La aldaba
Carlos Navarro Antolín
¡Anda, jaleo, jaleo!
Su propio afán
EN un trágico accidente de moto, ha muerto Joselo Ballesteros, con poco más de veinte años, en Madrid, a punto de terminar la carrera de Farmacia. Lo sucedido nos deja inermes. Yo le tengo rabia al tópico que dictamina, como si fuese algún consuelo, que siempre mueren los mejores. Parece, más bien, una invitación a ser un poco menos buenos y, además, no hay que adular a la desgracia con hipérboles. Sin embargo, mis prejuicios y resistencias se desmoronan hoy como un castillo de arena. Joselo era el mejor.
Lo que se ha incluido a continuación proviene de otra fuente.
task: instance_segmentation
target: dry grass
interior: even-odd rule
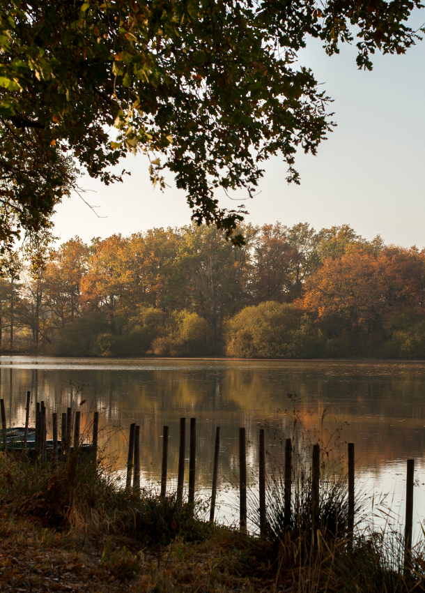
[[[173,496],[125,490],[89,462],[52,471],[1,455],[0,475],[0,591],[425,590],[423,549],[413,550],[404,570],[396,534],[365,531],[351,550],[344,521],[329,529],[322,520],[312,530],[308,511],[267,538],[242,535],[192,516]],[[339,495],[331,490],[324,499],[326,522],[341,516]],[[279,505],[269,510],[277,513],[272,523],[282,525]]]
Era muchísimo más joven que yo. Lo cual entraba dentro del orden de las cosas, porque su familia y la mía tienen una amistad de generaciones en la que andamos escalonados, como barajados por una mano experta. Su abuelo Eduardo era bastante más joven que el mío, Joselo más que mi padre y yo era mucho mayor que Joselo hijo. Esto hace más fuerte nuestra vieja amistad, como trenzada con los eslabones cruzados, transversales, de una cadena. Joselo padre, cuando yo era un preadolescente y él el flamante subcampeón de Andalucía de patín catalán a vela, me enseñó a navegar; y ahora no sé qué me emocionaba más entonces, si los secretos de dirigir el barco con el peso o si entrar y salir de la playa con tan prestigioso maestro.
Yo, a su hijo, no le enseñé nada. De él también aprendía. Y lo admiraba. Tenía el don de la naturalidad y la simpatía. La diferencia de veinte años qué importaba. Nos saludaba siempre con una sonrisa franca, la mano tendida, una conversación directa y un aprecio palpable: sin tomarse confianzas, pero sin hurtarlas. También era así con sus padres: ni un asomo de conflicto generacional. Daba gusto verle con ellos. Yo pensaba: así quiero a mis hijos, sin las poses teledirigidas de la rebeldía. Siendo tan cariñoso, no era nada ñoño ni mimado. Y del mismo modo que con los mayores, con los menores. Alguna vez lo vi en el Club Náutico enseñando a pescar en los pantalanes pacientemente a los pequeños. Los trataba igual: de igual a igual.
A alguien así, qué fácil saberlo en el Cielo en el que creía con la seguridad de todos sus actos. Yo no puedo quitarme de la cabeza la imagen de verlo entrar con pie firme y sonrisa abierta: ni medroso ni tontamente tímido ni apocado ante el coro glorioso de los ángeles y los santos. Y, con la reverencia exacta, como él sabía, guardando todas las distancias, menos las del amor, se habrá abrazado a Dios de igual a Igual.